One of my words of the year for 2019 and just like all good resolutions, 10 days in and I’m questioning the whole damn thing. Somehow I’ve gotten myself all caught up in the idea that I need to work non-stop in order to be productive, prove my worth etc.. AGAIN! You’d think at some point I’d learn my lesson, but there they are, the ugly samskaras of my ego and self-worth craftily disguised as workaholism. For me, 2018 was a roller coaster ride. It began with my feeling completely overwhelmed yet unfulfilled. Knowing that I needed to make changes in my professional life but afraid to unravel the knots. Afraid for how I would support myself without a steady paycheck, who I would be without my fancy job title. And then I did it, I took the leap and it was one of the best things I ever did. This led to the opportunity for a very long rest and holiday that was desperately needed and dare I say it, very much deserved. To coming back home in the fall ready to take on my next adventure, rebuilding my work life.
In the yoga/fitness industry, it is up to you to get things going. Your perseverance, your tenacity and yes of course – your hustle to make it. Making the connections, building up your brand and then being 100% present for your students and clients. 8 years ago when I started to transition from being a full time fitness instructor to more office based work, I remember this sort of confusion in my body to having finished a full work day and not being tired. I was someone who was used to the day being over when I was pretty much dragging myself home for food, a hot shower and bed. But that’s how I measured a day, and how I knew that I had done all I could to get myself ahead that day. So, what did I do? I began treating my office work the same way as my physical job and working longer hours so I would feel that same sense of exhaustion at the end of the day, or what I labelled completion, or what most people would label idiotic. I’m sure you can see where this is going with multiple levels and layers of burnout.

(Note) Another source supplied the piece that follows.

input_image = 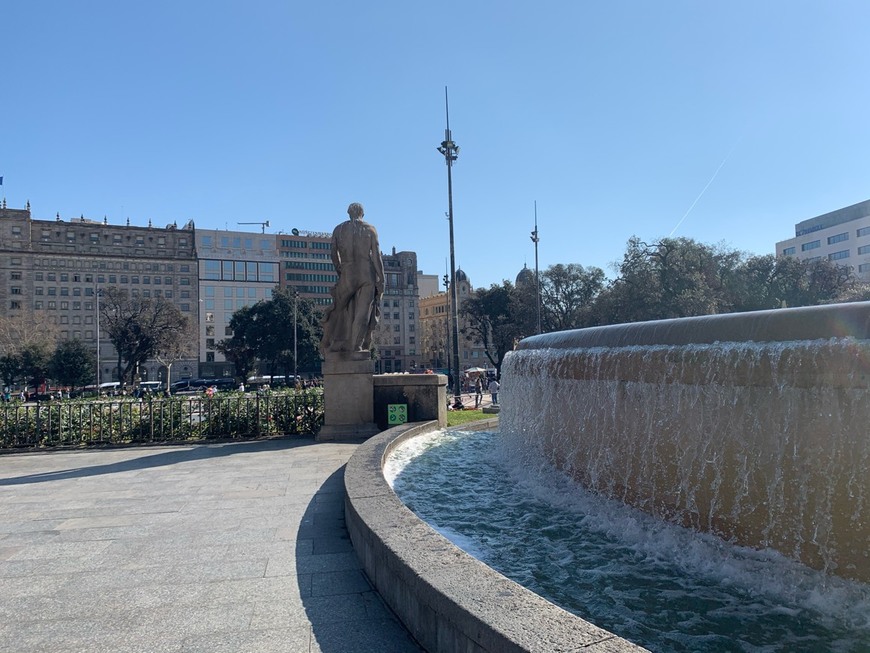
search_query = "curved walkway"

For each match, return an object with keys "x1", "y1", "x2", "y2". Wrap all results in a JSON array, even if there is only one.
[{"x1": 0, "y1": 438, "x2": 423, "y2": 653}]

So here I am. The start of 2019 trying to make sense of the whole thing. I’ve spent the last couple months reading all the inspiring business books I could find, which was super helpful – until it wasn’t, essentially landing on the last two in direct opposition to each other. I started to feel like I needed to once again fill my calendar to the brim to find a sense of fulfillment, except the opposite started to happen. Why am I pushing myself so hard again? For money, notoriety, ego, purpose? Because I’m a woman or feel like I need to prove myself. I have to do it – I have to call bullshit. I also have to own this life I’m living, slow down enough to hear the whispers in my heart and be true to me. To also honour the pitta side of me that loves the hustle without breaking my back and my heart over it. My other two words for the year: focus and breathe. Which means exercising my ability to say both yes and no interchangeably when I need to without lament. To work hard sure, but to also rest and enjoy my life outside of work too. This will be a process, but hopefully with enough post-it notes surrounding me I’ll stay true to what’s important: me, my family, my friends, my passions without compromise, without jeopardizing one for the other. A delicate balance that only staying in the present moment will allow me to do. Namasté.